読書感想|地元を生きる

読書感想|地元を生きる

岸 政彦・打越 正行・上原 健太郎・上間 陽子(2020).地元を生きる──沖縄的共同性の社会学── ナカニシヤ出版

本書紹介 from ナカニシヤ出版

階層格差という現実のなかで生きられる沖縄的共同性──。

膨大なフィールドワークから浮かび上がる、教員、公務員、飲食業、建築労働者、風俗嬢……さまざまな人びとの「沖縄の人生」。

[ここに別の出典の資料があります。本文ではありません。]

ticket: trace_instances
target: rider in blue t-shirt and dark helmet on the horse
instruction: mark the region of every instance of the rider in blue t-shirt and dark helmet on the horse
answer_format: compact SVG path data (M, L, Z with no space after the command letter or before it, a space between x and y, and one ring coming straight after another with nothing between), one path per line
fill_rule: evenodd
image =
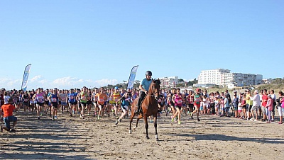
M139 85L139 89L141 90L141 93L139 94L139 97L138 97L137 110L135 112L136 114L139 114L142 111L141 110L141 103L142 103L143 99L145 98L145 96L148 94L149 87L152 83L151 77L152 77L152 72L147 71L146 72L146 78L144 78Z

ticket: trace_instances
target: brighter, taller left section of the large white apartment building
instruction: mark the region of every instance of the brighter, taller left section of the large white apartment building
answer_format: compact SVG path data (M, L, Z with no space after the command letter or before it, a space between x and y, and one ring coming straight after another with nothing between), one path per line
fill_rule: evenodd
M198 76L198 84L222 85L221 74L230 73L229 69L212 69L201 71Z

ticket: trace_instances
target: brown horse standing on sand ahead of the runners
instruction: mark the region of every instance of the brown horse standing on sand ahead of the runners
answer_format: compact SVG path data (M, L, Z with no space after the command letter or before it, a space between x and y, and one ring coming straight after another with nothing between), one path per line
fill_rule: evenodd
M154 117L154 127L155 127L155 139L158 140L158 132L157 132L157 116L158 116L158 97L159 97L159 92L160 92L160 79L153 80L151 86L149 87L148 94L144 98L144 100L141 103L141 109L143 110L143 113L139 113L137 121L136 121L136 126L133 128L134 130L136 127L138 127L138 121L141 118L144 118L145 121L145 128L146 128L146 138L149 139L148 136L148 121L147 118L151 115ZM131 125L133 118L136 116L134 113L137 106L136 104L138 103L138 98L133 101L131 105L131 118L130 118L130 126L129 126L129 133L131 133Z

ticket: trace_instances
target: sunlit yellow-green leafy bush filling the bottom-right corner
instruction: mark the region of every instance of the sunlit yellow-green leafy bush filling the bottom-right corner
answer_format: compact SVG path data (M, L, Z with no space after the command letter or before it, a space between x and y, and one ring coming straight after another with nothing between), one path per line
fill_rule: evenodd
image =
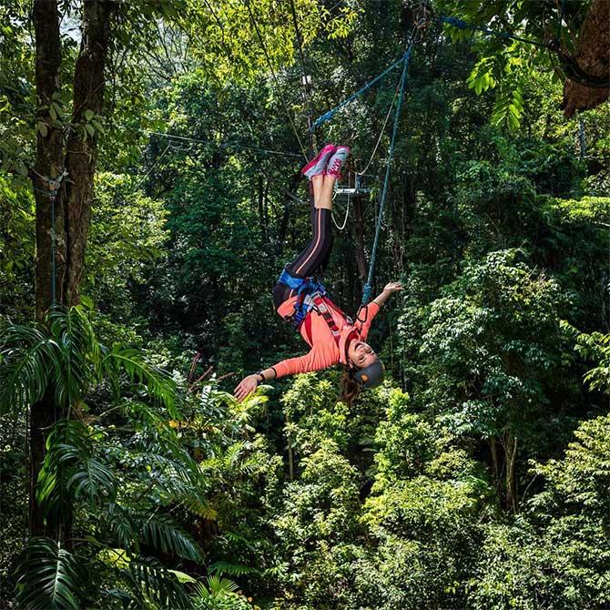
M473 608L576 610L608 604L610 421L584 422L561 460L535 463L544 490L512 526L487 528L470 583Z

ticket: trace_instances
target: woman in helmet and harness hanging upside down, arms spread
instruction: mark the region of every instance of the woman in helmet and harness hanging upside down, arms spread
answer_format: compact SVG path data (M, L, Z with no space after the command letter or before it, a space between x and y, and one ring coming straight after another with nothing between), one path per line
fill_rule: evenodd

ここにあるのは、私たちがたまたま出会った、小さな、ささやかな断片的な記録である。しかしこの「生活の欠片たち」を通じて、私たちなりのやり方で沖縄社会を描こうと思う。……私たち日本人は、一方で「共同性の楽園」のなかでのんびりと豊かに生きる沖縄人のイメージを持ちながら、他方で同時にその頭上に戦闘機を飛ばし、貧困と基地を押し付けている。本書は、少なくともそうした沖縄イメージから離脱し、沖縄的共同体に対するロマンティックで植民地主義的なイメージが、基地や貧困とどのように結びついているかを、日本人自身が理解するための、ささやかな、ほんとうに小さな一歩でもあるのだ。――序文より

本書感想

 沖縄は面積2,281km2,人口145.7万人(2020年2月2日),人口密度640人/km2の小さな島である。地縁・血縁の絆が強く,沖縄的共同体として憧れの目でみられることもある。

 その内実を描いた本書は,沖縄社会の分断を描いている。狭い地域である沖縄にいる人たちの話であるはずなのに,まったく違う世界に住む人たちが描かれているように思える。いかに沖縄が一枚岩でないのかがわかる。

 「ささやかな断片的な記録」とあるように,ここで描かれる沖縄は一側面でしかない。その一側面からでも,沖縄がいかに多様であるかがわかる。

 何かを理解するとは,理解できないこととセットなのであろう。私たちがもつ「〇〇ってXXだよね」というイメージは,理解しているようでいて,実は理解できていないことの現れなのであろう。きっと理解に終わりはないのだと思う。だからこそ人は早急な「理解」を求めるのかもしれない。

 この早急さにいかに抵抗するか。『地元を生きる』はその一つの試みだったのではないかと思う。